Chinese suppliers and generators have gamed up their demeanor at the Frankfurt auto show, capitalizing on a shift towards electric cars compelled on German carmakers by regulators seeking to regulate pollution.
Although the variety of exhibitors has fallen to 800 in 2019 from 994 in 2017, Chinese automakers and suppliers now make up the most significant international contingent, with 79 companies, up from 73.
Several European and Japanese carmakers, together with Fiat, Alfa Romeo, Toyota, Nissan, and Peugeot, have skipped the present because the industry seeks cost savings.
Automakers face multi-billion-euro investments to develop electric and automatic cars.
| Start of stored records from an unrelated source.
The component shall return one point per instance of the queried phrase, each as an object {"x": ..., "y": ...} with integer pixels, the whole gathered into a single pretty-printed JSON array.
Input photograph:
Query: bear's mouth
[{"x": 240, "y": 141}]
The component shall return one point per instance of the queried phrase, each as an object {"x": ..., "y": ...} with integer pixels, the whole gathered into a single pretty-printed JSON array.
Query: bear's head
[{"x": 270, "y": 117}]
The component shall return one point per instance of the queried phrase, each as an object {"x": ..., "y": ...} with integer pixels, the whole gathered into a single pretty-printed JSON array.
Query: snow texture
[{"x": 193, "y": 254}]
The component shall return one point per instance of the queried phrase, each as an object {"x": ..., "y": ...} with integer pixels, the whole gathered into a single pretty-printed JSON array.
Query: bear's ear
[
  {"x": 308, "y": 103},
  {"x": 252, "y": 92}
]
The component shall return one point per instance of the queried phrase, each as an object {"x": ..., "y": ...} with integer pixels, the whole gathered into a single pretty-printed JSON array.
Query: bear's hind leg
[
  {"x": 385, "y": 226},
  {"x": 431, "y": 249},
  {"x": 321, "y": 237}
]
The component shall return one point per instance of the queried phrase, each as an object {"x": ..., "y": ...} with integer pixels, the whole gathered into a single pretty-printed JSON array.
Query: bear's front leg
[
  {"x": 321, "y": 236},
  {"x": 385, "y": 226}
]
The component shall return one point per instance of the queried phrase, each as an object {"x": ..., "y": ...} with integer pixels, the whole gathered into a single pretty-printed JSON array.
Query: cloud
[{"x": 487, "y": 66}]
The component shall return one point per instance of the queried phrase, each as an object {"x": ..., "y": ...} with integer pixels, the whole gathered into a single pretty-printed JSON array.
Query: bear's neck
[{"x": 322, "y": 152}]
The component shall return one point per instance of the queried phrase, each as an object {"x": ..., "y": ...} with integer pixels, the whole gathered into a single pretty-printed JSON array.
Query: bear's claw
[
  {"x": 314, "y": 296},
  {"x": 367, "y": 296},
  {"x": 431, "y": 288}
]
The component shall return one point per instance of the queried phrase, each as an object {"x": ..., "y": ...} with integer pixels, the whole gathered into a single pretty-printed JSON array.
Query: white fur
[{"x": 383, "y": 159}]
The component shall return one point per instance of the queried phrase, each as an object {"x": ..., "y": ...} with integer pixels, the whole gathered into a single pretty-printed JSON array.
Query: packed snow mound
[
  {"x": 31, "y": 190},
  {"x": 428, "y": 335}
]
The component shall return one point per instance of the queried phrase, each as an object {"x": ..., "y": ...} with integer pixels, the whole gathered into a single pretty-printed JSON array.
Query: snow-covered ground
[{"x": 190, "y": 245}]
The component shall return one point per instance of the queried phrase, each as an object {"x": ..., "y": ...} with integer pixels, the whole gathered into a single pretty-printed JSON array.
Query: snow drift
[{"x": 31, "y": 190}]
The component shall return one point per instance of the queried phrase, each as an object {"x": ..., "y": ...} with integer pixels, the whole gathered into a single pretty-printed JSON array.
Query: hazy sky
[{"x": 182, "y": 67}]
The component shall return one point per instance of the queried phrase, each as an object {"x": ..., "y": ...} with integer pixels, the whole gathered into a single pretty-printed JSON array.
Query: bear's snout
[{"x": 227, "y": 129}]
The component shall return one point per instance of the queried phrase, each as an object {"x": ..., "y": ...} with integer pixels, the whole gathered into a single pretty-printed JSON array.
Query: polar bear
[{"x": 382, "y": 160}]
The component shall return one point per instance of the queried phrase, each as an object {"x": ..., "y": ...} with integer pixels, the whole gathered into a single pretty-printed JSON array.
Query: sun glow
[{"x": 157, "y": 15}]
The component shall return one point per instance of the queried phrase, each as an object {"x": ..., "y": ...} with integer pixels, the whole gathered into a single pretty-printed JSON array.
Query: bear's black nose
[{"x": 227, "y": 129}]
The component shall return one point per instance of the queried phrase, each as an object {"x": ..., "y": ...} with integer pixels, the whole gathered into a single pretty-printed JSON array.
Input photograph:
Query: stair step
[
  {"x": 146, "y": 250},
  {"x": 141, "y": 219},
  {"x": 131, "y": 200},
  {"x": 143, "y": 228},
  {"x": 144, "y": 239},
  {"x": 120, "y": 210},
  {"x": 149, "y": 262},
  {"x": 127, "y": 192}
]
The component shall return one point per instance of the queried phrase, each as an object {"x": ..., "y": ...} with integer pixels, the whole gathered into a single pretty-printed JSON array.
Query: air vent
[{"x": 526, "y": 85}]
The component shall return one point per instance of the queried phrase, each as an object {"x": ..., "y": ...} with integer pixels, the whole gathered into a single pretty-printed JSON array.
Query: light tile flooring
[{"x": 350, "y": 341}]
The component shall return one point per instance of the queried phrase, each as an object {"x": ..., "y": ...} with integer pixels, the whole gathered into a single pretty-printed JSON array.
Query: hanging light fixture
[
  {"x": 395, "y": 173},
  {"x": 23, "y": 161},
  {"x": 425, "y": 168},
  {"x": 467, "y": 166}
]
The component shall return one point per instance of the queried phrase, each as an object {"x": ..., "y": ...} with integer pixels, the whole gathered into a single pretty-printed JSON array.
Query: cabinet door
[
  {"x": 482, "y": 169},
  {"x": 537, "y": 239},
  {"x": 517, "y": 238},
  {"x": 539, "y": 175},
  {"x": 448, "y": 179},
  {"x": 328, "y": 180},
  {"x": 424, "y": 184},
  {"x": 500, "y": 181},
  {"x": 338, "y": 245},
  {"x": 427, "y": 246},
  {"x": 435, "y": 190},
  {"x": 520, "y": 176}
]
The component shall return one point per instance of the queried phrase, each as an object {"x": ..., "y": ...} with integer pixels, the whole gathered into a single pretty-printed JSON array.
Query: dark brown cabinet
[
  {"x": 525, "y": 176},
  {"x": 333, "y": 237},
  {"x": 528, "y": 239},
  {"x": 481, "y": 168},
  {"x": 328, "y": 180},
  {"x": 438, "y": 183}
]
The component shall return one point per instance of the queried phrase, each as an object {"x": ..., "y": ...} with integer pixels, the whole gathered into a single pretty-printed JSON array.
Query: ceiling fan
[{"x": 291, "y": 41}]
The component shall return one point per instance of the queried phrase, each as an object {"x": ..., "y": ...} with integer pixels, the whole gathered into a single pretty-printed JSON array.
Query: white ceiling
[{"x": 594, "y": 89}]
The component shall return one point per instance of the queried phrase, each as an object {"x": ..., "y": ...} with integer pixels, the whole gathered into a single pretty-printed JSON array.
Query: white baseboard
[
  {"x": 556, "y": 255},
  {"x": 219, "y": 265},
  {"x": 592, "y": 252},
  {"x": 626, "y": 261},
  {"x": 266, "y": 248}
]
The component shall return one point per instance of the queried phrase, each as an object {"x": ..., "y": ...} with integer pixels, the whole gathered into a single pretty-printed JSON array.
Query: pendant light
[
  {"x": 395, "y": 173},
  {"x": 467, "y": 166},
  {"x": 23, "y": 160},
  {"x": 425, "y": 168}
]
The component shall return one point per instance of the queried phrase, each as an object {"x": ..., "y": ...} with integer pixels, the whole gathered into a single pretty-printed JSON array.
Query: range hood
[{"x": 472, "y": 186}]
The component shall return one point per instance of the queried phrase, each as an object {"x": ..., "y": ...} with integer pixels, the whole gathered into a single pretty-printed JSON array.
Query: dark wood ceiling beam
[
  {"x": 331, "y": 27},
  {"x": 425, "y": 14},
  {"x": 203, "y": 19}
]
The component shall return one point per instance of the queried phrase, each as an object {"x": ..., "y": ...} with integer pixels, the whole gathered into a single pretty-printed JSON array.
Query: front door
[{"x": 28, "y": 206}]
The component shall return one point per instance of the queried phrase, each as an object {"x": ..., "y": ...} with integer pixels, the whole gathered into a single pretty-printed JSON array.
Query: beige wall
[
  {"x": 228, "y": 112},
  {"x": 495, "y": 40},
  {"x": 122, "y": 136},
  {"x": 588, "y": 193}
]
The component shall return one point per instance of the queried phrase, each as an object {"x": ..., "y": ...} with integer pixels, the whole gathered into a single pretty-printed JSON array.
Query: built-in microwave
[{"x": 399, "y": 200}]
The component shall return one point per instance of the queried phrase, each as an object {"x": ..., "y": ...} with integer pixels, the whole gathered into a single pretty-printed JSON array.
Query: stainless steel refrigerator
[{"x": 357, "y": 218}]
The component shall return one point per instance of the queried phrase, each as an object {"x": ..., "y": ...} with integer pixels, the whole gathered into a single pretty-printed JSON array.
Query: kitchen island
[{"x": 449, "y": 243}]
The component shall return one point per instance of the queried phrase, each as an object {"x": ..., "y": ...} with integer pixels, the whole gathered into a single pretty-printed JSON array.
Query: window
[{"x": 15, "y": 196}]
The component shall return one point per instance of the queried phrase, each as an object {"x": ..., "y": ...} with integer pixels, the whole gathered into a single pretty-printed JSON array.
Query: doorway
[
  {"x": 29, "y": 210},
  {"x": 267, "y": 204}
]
However, China’s more significant presence is also due to Europe’s lack of expertise in lithium-ion battery cell production, space where Asian suppliers dominate.
German companies are striking major offers with Chinese suppliers to help them meet stringent anti-pollution guidelines, which have been launched within the obsequies of Volkswagen’s 2015 emissions cheating scandal.
Zentgraf said he expected additional supply offers to be struck in Europe this year following agreements with BMW and Volkswagen.
Daimler on Wednesday mentioned it had chosen China-backed Farasis Energy to supply battery cells for its Mercedes-Benz electrification push.
Farasis is building a 600 million euro ($663 million) factory in East Germany, near the place Chinese rival CATL is erecting a 1.8-billion-euro battery plant.
German carmakers have been forced to speed up electrification plans after European Union lawmakers imposed a 37.5% reduction in carbon dioxide emissions between 2021 and 2030 in addition to a 40% cut in emissions between 2007 and 2021.
Electric cars made up only 1.5% of global gross sales last year, or 1.26 million of the 86 million passenger vehicles bought, JATO Dynamics mentioned.
If carmakers fail to meet the 2021 targets they face 33 billion euros in penalties, analysts at Evercore ISI have estimated.